In the context of organ allocation, the concept of survival matching under a scheme termed ‘20/80’, as explained in Hoffmaster and Hooker (2013), allocates the ‘20 percent of kidneys with the longest expected length of functioning to the 20 percent of candidates who have the longest expected length of life’ (KTC 2012). The remaining 80 % of kidneys are allocated to age-matched recipients on the basis of time spent on dialysis, a measure similar to wait time. Ross et al. (2012) proposed an alternative method of allocating kidneys termed Equal Opportunity Supplemented by Fair Innings (EOFI). The EOFI strategy operationalizes the fair innings argument by allocating the higher-quality kidneys to younger patients since they are deemed to be ‘worse off’ since they developed renal disease at a relatively earlier age and ‘consequently have had fewer years of healthy life’.
4.2 QALY Shortfall
Recent discussion across several countries has centred around how the notion of QALY shortfall – a ‘hybrid’ concept drawing on the fair innings argument and concerns for severity – might be incorporated into policy debates. QALY shortfall is manifested in two versions: absolute shortfall and proportional shortfall. Absolute shortfall relates to the total amount of QALYs lost due to a disease or condition. For example, ceteris paribus, there are two individuals: one who is perfectly healthy and can expect a future gain of 30 more QALYs and one who suffers from a condition and can expect a future QALY gain of 20 QALYs. The latter individual’s absolute shortfall is 10 QALYs (30–20). Alternatively, proportional shortfall is concerned with the ratio of QALYs lost over QALYs remaining assuming a normal life expectancy and health. Referring to the previous example, the individual in worse health has a proportional shortfall of 33 % ([(30–20)/30] × 100 = 0.33) (UK Department of Health 2011). Equalizing QALY shortfall from birth, as opposed to the time of treatment, could be interpreted as a version of the fair innings argument (Towse and Barnsley 2013).
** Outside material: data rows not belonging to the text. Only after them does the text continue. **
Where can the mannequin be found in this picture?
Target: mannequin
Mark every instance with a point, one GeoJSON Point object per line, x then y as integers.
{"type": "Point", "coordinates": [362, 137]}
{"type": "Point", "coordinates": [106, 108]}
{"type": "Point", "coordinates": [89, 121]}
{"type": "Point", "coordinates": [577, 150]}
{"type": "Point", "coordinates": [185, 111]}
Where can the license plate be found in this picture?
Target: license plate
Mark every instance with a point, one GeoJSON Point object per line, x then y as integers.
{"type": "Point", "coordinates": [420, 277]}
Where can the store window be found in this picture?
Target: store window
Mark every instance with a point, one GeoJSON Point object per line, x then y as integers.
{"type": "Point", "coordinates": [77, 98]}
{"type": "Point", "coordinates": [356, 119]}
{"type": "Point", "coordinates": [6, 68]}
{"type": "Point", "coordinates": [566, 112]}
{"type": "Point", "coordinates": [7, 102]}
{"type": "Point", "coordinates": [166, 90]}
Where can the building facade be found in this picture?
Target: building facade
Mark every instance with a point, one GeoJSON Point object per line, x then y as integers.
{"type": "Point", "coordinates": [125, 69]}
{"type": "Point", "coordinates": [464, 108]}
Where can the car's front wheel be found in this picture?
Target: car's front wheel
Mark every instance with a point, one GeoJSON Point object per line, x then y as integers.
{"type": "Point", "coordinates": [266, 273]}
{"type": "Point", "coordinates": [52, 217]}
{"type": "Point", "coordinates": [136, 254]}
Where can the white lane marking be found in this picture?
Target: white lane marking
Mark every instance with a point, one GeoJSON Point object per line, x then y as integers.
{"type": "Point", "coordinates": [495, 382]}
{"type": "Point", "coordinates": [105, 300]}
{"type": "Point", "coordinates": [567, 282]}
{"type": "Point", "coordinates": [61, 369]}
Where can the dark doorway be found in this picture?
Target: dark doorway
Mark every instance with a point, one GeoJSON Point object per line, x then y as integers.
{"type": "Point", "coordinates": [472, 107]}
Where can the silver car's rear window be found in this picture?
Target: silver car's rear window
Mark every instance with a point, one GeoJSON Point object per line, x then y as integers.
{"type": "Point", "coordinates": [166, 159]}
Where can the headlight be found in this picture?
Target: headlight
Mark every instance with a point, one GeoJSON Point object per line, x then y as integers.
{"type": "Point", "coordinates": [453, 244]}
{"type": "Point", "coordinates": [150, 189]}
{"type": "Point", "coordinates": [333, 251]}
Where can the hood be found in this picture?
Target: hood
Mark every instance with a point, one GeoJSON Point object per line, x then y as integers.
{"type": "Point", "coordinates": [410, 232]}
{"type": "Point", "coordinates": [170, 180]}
Proportional shortfall has received support as a means of incorporating equity-based considerations in small-scale studies in the Netherlands (Stolk et al. 2005) where it seems likely to be used as a basis for equity weights in the near future (van de Wetering et al. 2013). In the UK, it has been suggested that either proportional or absolute shortfall be used to quantify burden of disease (Towse and Barnsley 2013).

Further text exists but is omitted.